“Il cinema racchiude in sé molte altre arti; così come ha caratteristiche proprie della letteratura, ugualmente ha connotati propri del teatro, un aspetto filosofico e attributi improntati alla pittura, alla scultura, alla musica.”
(Akira Korasawa)

Per film muto si intende un film senza traccia sonora, storicamente riconducibile al periodo antecedente l'avvento del sonoro, vale a dire dal 1895 fino al 1927.
Le prime proiezioni pubbliche avvennero negli intervalli tra i vari numeri dei programmi di vaudeville, presentate e accolte come “curiosità”.
L'idea di combinare immagine e suono, per la verità, è vecchia quasi quanto il cinema stesso, ma bisognerà attendere fino alla fine degli anni venti, il 1927 per l'esattezza, perché venisse distribuito il primo film sonoro, “Il cantante di jazz”.
Tra gli storici e gli studiosi della settima arte, il periodo precedente l'avvento del sonoro nel cinema, è indicato come la “Silent Era”.
In questo lasso di tempo la cinematografia fu comunque in grado di raggiungere alti livelli qualitativi, tanto che bisognerà attendere qualche anno dall'introduzione della nuova tecnica perché si eguagliasse la qualità dei film muti per poi migliorarla.

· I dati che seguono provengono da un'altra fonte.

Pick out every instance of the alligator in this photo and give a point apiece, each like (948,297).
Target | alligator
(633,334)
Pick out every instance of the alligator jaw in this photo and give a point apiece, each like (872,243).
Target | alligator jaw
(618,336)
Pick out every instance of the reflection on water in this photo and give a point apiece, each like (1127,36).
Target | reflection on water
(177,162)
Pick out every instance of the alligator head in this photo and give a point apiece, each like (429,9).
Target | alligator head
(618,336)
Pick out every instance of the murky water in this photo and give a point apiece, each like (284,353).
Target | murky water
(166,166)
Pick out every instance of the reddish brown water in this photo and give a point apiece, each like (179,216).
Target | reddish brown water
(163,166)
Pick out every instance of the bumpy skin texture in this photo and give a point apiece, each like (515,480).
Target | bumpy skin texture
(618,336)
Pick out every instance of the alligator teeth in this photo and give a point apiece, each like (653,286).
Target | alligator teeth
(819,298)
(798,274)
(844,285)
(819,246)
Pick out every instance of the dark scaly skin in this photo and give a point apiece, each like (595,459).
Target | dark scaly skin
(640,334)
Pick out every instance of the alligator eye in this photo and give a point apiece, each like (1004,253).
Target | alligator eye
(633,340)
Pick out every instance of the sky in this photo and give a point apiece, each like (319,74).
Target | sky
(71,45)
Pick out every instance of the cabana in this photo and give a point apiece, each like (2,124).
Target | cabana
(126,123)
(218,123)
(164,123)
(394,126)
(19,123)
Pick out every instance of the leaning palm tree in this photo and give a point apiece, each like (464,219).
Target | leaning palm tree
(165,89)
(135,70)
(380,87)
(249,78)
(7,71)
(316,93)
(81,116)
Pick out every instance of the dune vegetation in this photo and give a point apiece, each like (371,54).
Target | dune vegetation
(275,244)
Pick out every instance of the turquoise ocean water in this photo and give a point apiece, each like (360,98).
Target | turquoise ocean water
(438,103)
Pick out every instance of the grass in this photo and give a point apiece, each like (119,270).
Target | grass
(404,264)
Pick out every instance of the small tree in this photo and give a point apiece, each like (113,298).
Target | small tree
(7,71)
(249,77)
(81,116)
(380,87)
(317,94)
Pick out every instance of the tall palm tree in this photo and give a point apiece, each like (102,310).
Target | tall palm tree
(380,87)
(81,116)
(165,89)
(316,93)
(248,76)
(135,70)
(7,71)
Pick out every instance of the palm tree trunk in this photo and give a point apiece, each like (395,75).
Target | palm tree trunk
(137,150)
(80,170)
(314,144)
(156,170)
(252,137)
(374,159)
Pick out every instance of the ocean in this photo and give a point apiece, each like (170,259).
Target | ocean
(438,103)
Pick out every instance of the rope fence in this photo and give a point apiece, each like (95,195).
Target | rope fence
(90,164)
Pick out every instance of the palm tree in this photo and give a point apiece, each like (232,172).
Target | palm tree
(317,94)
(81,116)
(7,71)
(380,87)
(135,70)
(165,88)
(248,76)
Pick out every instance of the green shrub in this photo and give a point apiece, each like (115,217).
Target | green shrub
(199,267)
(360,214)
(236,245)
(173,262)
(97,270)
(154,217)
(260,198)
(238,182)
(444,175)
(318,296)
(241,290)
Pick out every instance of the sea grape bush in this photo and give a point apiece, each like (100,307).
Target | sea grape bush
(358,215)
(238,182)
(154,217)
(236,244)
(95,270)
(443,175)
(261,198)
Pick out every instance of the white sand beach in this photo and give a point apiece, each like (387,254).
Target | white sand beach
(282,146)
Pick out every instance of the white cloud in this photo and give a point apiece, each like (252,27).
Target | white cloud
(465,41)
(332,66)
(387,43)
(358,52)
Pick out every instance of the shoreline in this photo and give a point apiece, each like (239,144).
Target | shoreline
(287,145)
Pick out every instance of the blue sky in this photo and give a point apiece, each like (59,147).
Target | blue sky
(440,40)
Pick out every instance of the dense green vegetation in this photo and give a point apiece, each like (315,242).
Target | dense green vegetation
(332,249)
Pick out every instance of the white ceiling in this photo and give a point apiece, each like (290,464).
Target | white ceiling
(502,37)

In realtà i film non erano del tutto “muti”, quantomeno non ne era la fruizione: era infatti costume, dal grande teatro di città a quello di periferia, accompagnare le proiezioni con musica dal vivo, che fungeva da colonna sonora, eseguita solitamente da un pianista o organista, o addirittura da un'orchestra per i teatri che se lo potevano permettere.
Il teatro fu il luogo deputato alla proiezione del film muto, non necessitando altro che un semplice schermo piuttosto che di apparecchiature tecnologiche. Era usanza accompagnare la proiezione con spiegazioni chiarificatrici delle scene proiettate, lettura delle didascalie da parte di un commentatore, aggiungere commenti scritti. Fu però subito evidente quanto la musica fosse la componente essenziale dell'immagine, rafforzandone, anticipandone, predisponendo emozionalmente lo spettatore alla scena proiettata.

I primi brani scelti per accompagnare le scene dei film muti provenivano dalle composizioni dei musicisti classici talvolta ‘mixate’ o arrangiate, da musiche da ballo del tempo o ancora potevano essere affidate all’improvvisazione: questo significava, naturalmente, che i registi non avevano il minimo controllo sul fatto che la musica che accompagna i loro film fosse appropriata o meno; inoltre, con l'avvento dei film di lungometraggio, caratterizzati da un più complesso impianto narrativo, si avvertì maggiormente l'esigenza di collegare in maniera più solida immagini e suoni.

“Il cinema è più vicino alla musica che alla pittura, perché è fatto non di immagini ma di inquadrature, dove dentro scorre il tempo come nella musica.” (Erich Rohmer)

Un prima soluzione a questi dubbi dei registi del tempo è stata la partitura di Joseph Carl Breil per il film “La nascita di una nazione” (1915). Il regista D.W. Griffth si trovò in grande intesa con il musicista e nonostante questo non tutti i brani utilizzati furono del compositore - alcuni di essi provengono infatti dalle opere di Weber, Bellini, Beethoven, Tchaikovsky, Grieg e Wagner .
Da lì a poco partiture originali e dedicate avrebbero trovato ampio spazio nella cinematografia; sul modello inaugurato da “L'Assassinat du Duc de Guise”, si cominciò a far ricorso a compositori che scrivessero musica appositamente pensata per film e si diffuse inoltre la pratica di distribuire unitamente alle pellicole le partiture delle musiche da eseguirsi in sala. Citiamo Hans Erdmann di per “Nosferatu” (1921, regia di FW Murnau), Edmund Meisel per “La corazzata Potemkin”, Dmitri Shostakovich per “The New Babylon” (1929, Kozintsev e Trauberg), e Gottfried Huppertz di per “I Nibelunghi” prima e poi per “Metropolis”.
E’ quindi fondamentale mettere in evidenza il nuovo concetto, completamente innovativo e rivoluzionario, di “Sincronizzazione”: un tipo di musica scritta “appositamente” per il cinema che deve sovrapporsi, integrarsi e sposarsi esattamente alle immagini, andando non solo a completare, ma a realizzare la visione generale del regista, pur lasciando al compositore ampi margini di creatività; la musica non più intesa solamente come mero “accompagnamento“, bensì come parte integrante dell’opera d’arte finale, ovvero di un’unica opera d’arte costituita dalla fusione di immagini e musica.